Waspada
Waspada » 12.365 Siswa RA/MI Mulai Tatap Muka
Aceh Pendidikan

12.365 Siswa RA/MI Mulai Tatap Muka

Kepala Subbag TU Kantor Kemenag Aceh Timur, H. Akly Zikrullah, MH, diperiksa suhu tubuh saat melakukan kunjungan kerja meninjau kesiapan belajar tatap muka di MIN 24 Aceh Timur di Idi, Sabtu (29/8). Waspada/M. Ishak
Kepala Subbag TU Kantor Kemenag Aceh Timur, H. Akly Zikrullah, MH, diperiksa suhu tubuh saat melakukan kunjungan kerja meninjau kesiapan belajar tatap muka di MIN 24 Aceh Timur di Idi, Sabtu (29/8). Waspada/M. Ishak

IDI (Waspada): Setelah enam bulan dirumahkan dengan alasan pandemi global virus Corona, kini 12.365 siswa/i Raudhatul Athfal (RA) dan Madrasah Ibtidaiyah (MI) di bawah naungan Kementerian Agama (Kemenag) Aceh Timur akan kembali melanjutkan pembelajaran tatap muka.

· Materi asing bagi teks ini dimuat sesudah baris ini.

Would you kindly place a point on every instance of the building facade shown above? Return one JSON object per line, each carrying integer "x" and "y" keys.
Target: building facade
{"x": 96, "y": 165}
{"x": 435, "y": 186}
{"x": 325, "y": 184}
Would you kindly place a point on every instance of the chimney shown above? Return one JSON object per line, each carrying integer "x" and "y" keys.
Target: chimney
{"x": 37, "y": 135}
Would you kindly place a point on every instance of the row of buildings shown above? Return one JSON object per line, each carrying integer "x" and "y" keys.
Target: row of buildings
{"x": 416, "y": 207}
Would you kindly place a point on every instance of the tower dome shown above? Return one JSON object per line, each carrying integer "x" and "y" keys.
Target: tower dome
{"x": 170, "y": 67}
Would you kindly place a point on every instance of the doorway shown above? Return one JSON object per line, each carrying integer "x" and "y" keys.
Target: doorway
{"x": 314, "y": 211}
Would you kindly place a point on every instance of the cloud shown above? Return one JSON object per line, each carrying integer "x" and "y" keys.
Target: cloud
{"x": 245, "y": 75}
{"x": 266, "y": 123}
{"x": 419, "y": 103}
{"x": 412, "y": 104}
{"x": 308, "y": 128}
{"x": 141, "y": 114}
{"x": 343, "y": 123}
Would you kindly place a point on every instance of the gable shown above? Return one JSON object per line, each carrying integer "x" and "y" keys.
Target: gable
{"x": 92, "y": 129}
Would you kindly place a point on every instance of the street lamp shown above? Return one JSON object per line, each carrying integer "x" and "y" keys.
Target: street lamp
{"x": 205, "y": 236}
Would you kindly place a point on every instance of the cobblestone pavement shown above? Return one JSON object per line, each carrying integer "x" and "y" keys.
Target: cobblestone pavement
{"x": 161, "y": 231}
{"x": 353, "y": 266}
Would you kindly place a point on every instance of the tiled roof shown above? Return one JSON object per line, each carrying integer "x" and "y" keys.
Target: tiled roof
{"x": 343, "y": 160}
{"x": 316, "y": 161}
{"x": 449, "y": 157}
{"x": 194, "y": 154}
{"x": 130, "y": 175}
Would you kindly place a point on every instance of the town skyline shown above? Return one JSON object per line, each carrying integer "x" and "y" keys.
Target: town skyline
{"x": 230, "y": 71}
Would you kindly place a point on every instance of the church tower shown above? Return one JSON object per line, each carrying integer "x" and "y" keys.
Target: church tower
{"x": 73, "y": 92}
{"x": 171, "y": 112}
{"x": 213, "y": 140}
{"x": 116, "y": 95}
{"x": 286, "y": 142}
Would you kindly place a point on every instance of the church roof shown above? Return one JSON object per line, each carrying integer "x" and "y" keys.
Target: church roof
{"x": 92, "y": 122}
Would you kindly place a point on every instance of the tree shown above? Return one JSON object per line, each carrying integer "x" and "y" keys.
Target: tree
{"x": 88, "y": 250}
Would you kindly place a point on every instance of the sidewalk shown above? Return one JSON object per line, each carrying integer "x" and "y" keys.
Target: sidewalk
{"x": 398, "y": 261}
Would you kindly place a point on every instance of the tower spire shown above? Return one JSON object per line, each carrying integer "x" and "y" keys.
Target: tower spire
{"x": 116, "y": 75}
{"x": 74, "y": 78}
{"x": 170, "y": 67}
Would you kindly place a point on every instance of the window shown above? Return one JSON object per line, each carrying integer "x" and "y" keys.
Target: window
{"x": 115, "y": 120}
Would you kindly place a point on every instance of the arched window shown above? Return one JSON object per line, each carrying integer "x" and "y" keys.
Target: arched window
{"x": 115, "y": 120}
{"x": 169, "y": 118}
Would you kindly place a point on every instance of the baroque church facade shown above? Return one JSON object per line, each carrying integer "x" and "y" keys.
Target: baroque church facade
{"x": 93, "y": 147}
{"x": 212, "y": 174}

“Enam bulan para siswa/i kita rumahkan dan pembelajaran berlangsung secara daring dan luring. Tapi terhitung mulai pekan depan pembelajaran tatap muka akan kembali dilanjutkan untuk 11.968 siswa MTs dan 397 murid RA Se-Kabupaten Aceh Timur,” kata Kepala Tata Usaha Kantor Kemenag Aceh Timur, H. Akly Zikrullah, MH, kepada Waspada, Sabtu (29/8).

Disela-sela meninjau persiapan belajar tatap muka di MIN 24 Aceh Timur, Akly mengaku, pembelajaran tatap muka di jenjang RA dan MI tersebut dengan ketentuan mematuhi protokol kesehatan (prokes).

“Pihak MI dan RA kita wajibkan menyediakan tempat mencuci tangan lengkap dengan sabun, masker, mengatur jarak tempat duduk dan setiap murid yang masuk harus menjalani pemeriksaan suhu tubuh,” tambah Akly.

Pembelajaran tatap muka yang dilakukan tersebut mengikuti kesepakatan Pemerintah Kabupaten (Pemkab) setempat, di mana seluruh Taman Kanak-kanak (TK) dan Sekolah Dasar (SD) juga mulai melakukan pembelajaran tatap muka terhitung, Senin (31/8).

“Pembelajaran tatap muka ini tetap menggunakan kurikulum darurat sebagaimana yang sudah diberlakukan sebelumnya untuk siswa/i jenjang MTs dan MA,” tutur H. Akly.

Protokol Kesehatan

Melihat persiapan yang dilakukan MIN 24 Aceh Timur, mantan Ketua DPC Nahdlatul Ulama (NU) Aceh Timur ini ikut mengapresiasinya, karena pihak madrasah sudah menyiapkan segalanya dengan mengikuti protokol kesehatan, baik tempat cuci tangan, pemeriksaan suhu tubuh dan tempat duduk dalam ruangan.

“Kita juga meminta guru yang hendak mengajar juga diperiksa suhu tubuhnya setiap pagi,” kata H. Akly.

Kasi Pendidikan Madrasah (Penmad) Kantor Kemenag Aceh Timur, H. Mulkan Sidamanik, MA, menambahkan, pihaknya selama sepekan terakhir telah mengunjungi sebagian besar MI baik MI Negeri sebanyak 33 titik maupun MI Swasta sebanyak 13 titik. Tujuannya, melihat kesiapan madrasah menjelang belajar tatap muka yang bakal segera dimulai.

“Sebelum kita tinjau RA dan MI, kita sudah rapatkan seluruh Kepala Madrasah (Kamad) jenjang MI, termasuk RA. Hasilnya, pembelajaran tatap muka jenjang RA dan MI tersebut harus berlangsung dengan mematuhi protokol kesehatan. Tujuannya adalah untuk menghindari terjadinya wabah COVID-19 di kalangan madrasah,” kata H. Mulkan

Mulkan juga meminta pihak madrasah tidak membenarkan wali siswa/i masuk ke dalam pekarangan madrasah saat menjemput anak-anaknya.

Dilanjutkan, pembelajaran tatap muka selama masa new normal untuk jenjang MTs dan MA telah berlangsung sejak 13 Juli lalu, namun hingga kini masih berjalan normal sesuai dengan protokol kesehatan.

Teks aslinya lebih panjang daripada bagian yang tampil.